Last update – 10/04/2017

GENFI is a five year longitudinal biomarker cohort study of genetic Frontotemporal Dementia and its associated disorders (including MND/ALS) investigating members of families with a known mutation in GRN or MAPT or an expansion in C9orf72 (including those affected with the disorder as well as at-risk members of families). Non-carrier first-degree relatives will serve as a control group.
All GENFI participants will be assessed longitudinally (annually) with a set of clinical, neuropsychiatric, cognitive, imaging and biosample protocols.

Last update – 25/01/2017

The British Regional Heart Study (BRHS) is a prospective study in middle-aged men drawn from general practices in 24 British towns, 7,735 men were recruited in 1978-1980. It was set up to determine the factors responsible for the considerable variation in coronary heart disease, hypertension and stroke in Great Britain. It also seeks to determine the causes of these conditions in order to provide a rational basis for recommendations towards their prevention.
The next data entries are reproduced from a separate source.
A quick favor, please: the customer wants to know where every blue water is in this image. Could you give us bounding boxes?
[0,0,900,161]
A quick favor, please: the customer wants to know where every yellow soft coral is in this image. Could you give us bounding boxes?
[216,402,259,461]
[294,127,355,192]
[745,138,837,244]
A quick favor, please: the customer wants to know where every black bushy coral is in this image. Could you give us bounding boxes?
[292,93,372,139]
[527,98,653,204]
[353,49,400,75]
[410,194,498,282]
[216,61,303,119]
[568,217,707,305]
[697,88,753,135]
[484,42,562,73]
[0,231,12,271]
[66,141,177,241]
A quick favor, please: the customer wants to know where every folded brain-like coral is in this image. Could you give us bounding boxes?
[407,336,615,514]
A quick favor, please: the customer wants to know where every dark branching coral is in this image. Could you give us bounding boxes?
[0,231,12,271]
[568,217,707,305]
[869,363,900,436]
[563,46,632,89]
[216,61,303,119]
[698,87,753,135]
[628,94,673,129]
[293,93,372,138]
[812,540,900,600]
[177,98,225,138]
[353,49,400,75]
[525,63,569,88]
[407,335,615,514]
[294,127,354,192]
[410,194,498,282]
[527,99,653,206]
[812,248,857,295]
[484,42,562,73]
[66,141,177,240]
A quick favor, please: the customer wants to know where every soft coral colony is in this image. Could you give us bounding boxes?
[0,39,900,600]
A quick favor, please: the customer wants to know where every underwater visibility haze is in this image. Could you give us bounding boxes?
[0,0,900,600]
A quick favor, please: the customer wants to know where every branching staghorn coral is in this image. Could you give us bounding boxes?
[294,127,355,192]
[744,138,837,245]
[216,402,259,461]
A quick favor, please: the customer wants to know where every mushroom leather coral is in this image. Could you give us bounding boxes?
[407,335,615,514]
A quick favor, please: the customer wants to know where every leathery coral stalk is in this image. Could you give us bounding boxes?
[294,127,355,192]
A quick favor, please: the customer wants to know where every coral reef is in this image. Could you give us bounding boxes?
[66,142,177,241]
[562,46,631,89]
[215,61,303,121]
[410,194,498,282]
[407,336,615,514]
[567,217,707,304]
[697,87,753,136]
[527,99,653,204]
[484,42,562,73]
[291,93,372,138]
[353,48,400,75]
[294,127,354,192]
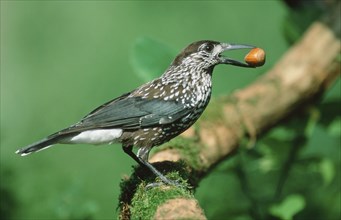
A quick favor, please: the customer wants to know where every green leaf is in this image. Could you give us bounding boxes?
[328,116,341,137]
[131,37,176,81]
[319,159,335,185]
[269,194,305,220]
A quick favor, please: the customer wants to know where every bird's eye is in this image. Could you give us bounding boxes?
[200,44,214,52]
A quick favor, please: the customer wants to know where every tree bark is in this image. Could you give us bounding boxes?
[121,17,340,219]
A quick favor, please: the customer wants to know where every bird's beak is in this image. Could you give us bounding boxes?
[219,43,255,67]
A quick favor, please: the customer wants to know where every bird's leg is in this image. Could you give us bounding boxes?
[123,146,179,186]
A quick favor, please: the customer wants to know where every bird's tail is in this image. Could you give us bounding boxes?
[15,137,56,156]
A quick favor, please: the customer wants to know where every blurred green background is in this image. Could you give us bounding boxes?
[0,1,340,219]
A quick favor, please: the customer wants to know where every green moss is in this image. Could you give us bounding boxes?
[118,161,192,219]
[155,136,206,172]
[131,171,193,219]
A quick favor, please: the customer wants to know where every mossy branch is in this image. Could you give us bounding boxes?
[120,14,340,219]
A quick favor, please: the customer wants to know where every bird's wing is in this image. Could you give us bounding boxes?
[59,95,192,134]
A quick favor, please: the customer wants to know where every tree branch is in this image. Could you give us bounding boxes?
[121,18,340,219]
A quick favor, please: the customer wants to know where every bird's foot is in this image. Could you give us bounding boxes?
[146,176,184,189]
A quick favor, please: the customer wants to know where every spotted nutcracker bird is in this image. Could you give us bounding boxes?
[16,40,260,184]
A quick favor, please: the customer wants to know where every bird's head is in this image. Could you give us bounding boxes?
[172,40,255,69]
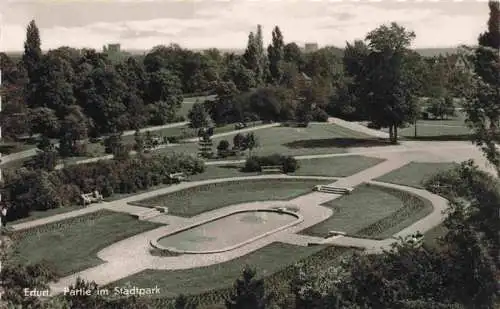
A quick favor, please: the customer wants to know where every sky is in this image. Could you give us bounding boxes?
[0,0,494,51]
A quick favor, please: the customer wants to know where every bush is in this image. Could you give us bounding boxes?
[2,154,205,221]
[242,157,261,173]
[242,154,300,173]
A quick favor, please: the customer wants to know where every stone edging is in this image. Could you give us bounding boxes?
[150,208,304,254]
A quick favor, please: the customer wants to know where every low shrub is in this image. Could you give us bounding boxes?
[242,154,300,173]
[311,108,328,122]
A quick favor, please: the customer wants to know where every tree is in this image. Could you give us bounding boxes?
[267,26,285,84]
[233,133,245,150]
[243,25,268,85]
[217,139,229,156]
[244,132,259,156]
[464,1,500,174]
[22,20,42,81]
[226,266,270,309]
[59,105,89,157]
[147,69,182,125]
[357,23,417,143]
[188,102,210,129]
[283,43,304,69]
[426,97,455,120]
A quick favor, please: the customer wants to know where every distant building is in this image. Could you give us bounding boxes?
[304,43,318,53]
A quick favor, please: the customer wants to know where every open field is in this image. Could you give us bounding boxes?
[301,185,403,237]
[376,162,456,189]
[290,156,384,177]
[159,123,388,159]
[399,112,471,141]
[133,179,328,217]
[14,210,161,276]
[302,185,432,239]
[110,243,352,303]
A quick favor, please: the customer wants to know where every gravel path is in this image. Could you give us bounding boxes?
[5,119,488,293]
[46,156,447,293]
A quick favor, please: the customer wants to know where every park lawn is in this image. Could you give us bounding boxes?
[399,111,471,140]
[354,185,434,239]
[301,185,433,239]
[109,243,330,298]
[301,185,403,237]
[166,123,389,159]
[375,162,457,189]
[290,156,384,177]
[132,179,328,217]
[16,210,162,276]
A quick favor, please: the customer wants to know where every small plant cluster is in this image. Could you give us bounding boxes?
[217,132,259,158]
[2,154,205,221]
[242,154,300,173]
[142,247,353,308]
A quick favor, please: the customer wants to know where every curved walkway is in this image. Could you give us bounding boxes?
[47,156,447,293]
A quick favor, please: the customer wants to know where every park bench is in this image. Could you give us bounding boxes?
[234,122,248,130]
[168,172,187,182]
[260,165,283,173]
[81,190,104,206]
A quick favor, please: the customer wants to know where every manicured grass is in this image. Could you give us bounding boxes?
[376,162,456,189]
[291,156,384,177]
[9,205,82,224]
[130,179,328,217]
[177,99,196,119]
[302,185,432,239]
[0,142,36,156]
[399,112,471,140]
[164,123,388,159]
[354,185,433,239]
[14,210,161,276]
[301,185,403,237]
[110,243,334,297]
Following the collection of baseline date in 1978-80 the cohort has been followed up through the participants, two-yearly GP Record Reviews, and the Office of Population and Census Surveys. Participants have been re-contacted through questionnaires or assessment in 1983-85, 1992, 1996, 1998-2000, 2003, 2005, 2007 and 2010-2012, 2014, 2015, 2016.

Last update – 21/02/2017

BePaiD (Behaviour and Pain in Dementia) is a longitudinal cohort study of 230 people with dementia, aged over 70, admitted to hospital for acute medical illness, and assessed for BPSD and pain at admission and every 4 (+1) days until discharge. Other measures included length of stay, care quality indicators, adverse events and mortality.

The aim of the study is to define the prevalence of behavioural and psychological symptoms of dementia (BPSD) and explore their clinical associations, particularly with pain, BPSD encompasses a range of symptoms including agitation, aggression, delusions, hallucinations, depression and apathy.